Chinese tech giant Kuaishou is fast-tracking its video generation project, Kling AI, toward a definitive IPO finish line. As reported by the Wall Street Journal, the unit has raised approximately $2 billion (13.82 billion yuan) at a staggering $18 billion valuation. The investor pool features heavyweights like Tencent and Citic Securities, with the parent company's stake set to drop to 68.33% following the round. The script is clear: Kling is being primed for a spin-off and a listing on the Hong Kong Stock Exchange (HKEX) before its financial statements have a chance to catch up with its ambitions.
This haste is no accident; it is cold calculation. While Western counterparts like OpenAI’s Sora remain locked in private demos or limited releases, Kling is already out in the wild, building public brand equity. The Chinese AI sector, led by MiniMax and Zhipu AI, has already blazed a trail to Hong Kong with Alibaba's backing, and Kling is following in their footsteps. The logic is simple: lock in capitalization at the peak of the generative video hype while investors are still willing to pay for the promise of dominance rather than operating profit.
The Tech Race and Unit Economics
The technological standoff is equally intense—the recent announcement of the Kling 3.0 model aims to prove the project can go toe-to-toe with Google Veo 3.1 and Runway Gen-4.5. However, behind the facade of benchmarks lies a pragmatic strategy: capture market share and secure access to cheap public capital before the competition.
In a world where training models burns through billions faster than they can be converted into revenue, being first to the exchange becomes more vital than being first in generation quality.
In essence, Kling is becoming a testing ground for the entire industry.

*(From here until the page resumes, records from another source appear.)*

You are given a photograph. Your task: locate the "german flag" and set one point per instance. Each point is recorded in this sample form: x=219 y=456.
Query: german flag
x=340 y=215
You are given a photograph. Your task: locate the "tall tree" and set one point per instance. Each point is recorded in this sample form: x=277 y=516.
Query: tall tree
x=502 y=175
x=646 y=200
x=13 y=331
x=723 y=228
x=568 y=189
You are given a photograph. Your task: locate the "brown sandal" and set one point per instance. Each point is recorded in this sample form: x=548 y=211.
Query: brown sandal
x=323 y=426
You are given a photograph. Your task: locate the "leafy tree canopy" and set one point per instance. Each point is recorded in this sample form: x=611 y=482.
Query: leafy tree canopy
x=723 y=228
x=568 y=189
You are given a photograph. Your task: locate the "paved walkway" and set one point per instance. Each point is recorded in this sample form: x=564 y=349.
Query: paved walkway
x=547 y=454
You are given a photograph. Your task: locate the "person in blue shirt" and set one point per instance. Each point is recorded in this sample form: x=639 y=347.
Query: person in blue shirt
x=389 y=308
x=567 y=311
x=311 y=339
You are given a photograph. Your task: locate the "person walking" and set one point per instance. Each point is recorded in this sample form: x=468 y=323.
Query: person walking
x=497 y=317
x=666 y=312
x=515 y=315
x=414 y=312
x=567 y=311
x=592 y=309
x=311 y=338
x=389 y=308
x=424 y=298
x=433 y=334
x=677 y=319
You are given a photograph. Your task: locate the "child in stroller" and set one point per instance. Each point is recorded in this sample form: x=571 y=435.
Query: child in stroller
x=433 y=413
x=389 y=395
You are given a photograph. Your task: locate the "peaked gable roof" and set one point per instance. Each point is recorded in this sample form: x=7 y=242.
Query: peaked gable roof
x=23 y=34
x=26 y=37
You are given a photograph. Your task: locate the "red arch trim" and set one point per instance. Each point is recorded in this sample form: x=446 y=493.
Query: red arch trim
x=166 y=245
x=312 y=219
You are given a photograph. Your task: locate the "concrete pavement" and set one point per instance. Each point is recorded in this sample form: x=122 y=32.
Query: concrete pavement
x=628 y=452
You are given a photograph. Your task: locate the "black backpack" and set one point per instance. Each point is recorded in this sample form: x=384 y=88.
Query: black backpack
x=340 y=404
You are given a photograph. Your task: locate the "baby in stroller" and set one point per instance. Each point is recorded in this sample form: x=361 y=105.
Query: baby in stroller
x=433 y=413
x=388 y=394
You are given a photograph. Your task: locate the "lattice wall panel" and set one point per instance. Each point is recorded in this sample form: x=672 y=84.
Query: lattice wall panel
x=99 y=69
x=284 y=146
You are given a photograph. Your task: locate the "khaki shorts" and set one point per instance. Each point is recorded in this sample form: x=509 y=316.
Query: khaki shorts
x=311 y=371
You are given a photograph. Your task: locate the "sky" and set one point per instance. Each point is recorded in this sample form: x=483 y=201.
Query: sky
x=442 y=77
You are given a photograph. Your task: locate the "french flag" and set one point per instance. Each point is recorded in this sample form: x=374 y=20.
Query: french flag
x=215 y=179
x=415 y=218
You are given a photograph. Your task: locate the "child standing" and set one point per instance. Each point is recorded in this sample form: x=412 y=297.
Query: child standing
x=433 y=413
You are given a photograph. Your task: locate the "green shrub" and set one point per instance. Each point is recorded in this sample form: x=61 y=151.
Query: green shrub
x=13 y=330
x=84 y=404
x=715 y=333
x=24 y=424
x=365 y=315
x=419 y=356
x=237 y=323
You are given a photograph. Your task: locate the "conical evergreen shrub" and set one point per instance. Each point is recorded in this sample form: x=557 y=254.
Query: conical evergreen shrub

If the market swallows an $18 billion valuation despite the lack of sustainable profit, it will give other players the green light to aggressively monetize expectations. This is a survival race where liquidity and scale outweigh accounting stability, and the ability to time an IPO is the ultimate survival skill.
Key Takeaways:
Kling AI’s valuation hit $18 billion following a $2 billion funding round. Parent company Kuaishou plans a spin-off and a Hong Kong listing. The strategy focuses on market capture before OpenAI’s Sora goes public. High-profile investors include Tencent and Citic Securities.